Il disegno è lineare e consente di riconoscere i due profili perfettamente uniti in un bacio sensuale ma maturo. Le sopracciglia alzate e gli occhi spalancati dell’uomo sembrano suggerire infatti una specie di felice stupore. Alla data della sua realizzazione, Picasso ha quasi novant’anni e possiamo immaginare che – dopo una vita di conquiste e appagamento amoroso – si sia quasi meravigliato nel provare e rappresentare ancora certi sentimenti.
Tanto diversa la condotta e la ricerca di un altro autore che attraversa quasi tutto il Novecento: Marc Chagall. Pittore russo naturalizzato francese, Chagall dedica alla sua prima moglie Bella Rosenfeld numerosi dipinti, compreso Il compleanno (1915, New York, MoMA). Realtà e sogno si mescolano qui – come in tutta la sua opera – per dare vita a un episodio dolcissimo. All’interno di un appartamento descritto con dovizia di particolari, Chagall raggiunge in volo la moglie e la bacia: il corpo leggero, la testa che si piega all’indietro in una posa innaturale e scomoda. Il senso ultimo è quello di un amore sincero, forte e sereno, confermato e celebrato nel giorno del compleanno di Bella (da cui il titolo).
Con Chagall si chiude il nostro excursus tra i baci nell’arte, ma la lista è lunga e magari la riprenderemo, raccontandovi di autori come Edvard Munch, Francesco Hayez, Henri de Toulouse-Lautrec, Jean-Honoré Fragonard, ma anche Man Ray, Robert Doisneau… Perché il bacio è carismatico e universale, capace di trasformarci tutti in inaspettati voyeur.

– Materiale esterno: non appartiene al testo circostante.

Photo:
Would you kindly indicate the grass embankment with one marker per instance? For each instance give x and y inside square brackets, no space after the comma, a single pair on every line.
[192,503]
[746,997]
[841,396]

1. Artista, architetto e uomo di lettere alla corte dei Medici, Giorgio Vasari (1511-1574), fu anche autore de Le vite de’ più eccellenti architetti, pittori, et scultori italiani, da Cimabue insino a’ tempi nostri (edito nel 1550 e nel 1568, con aggiunte), opera fondamentale per la storiografia artistica italiana.
2. Le Metamorfosi è un poema epico scritto da Publio Ovidio Nasone tra il 2 e l’8 d.C. Incentrato sul tema della trasformazione, contiene alcune delle più celebri storie della mitologia greca.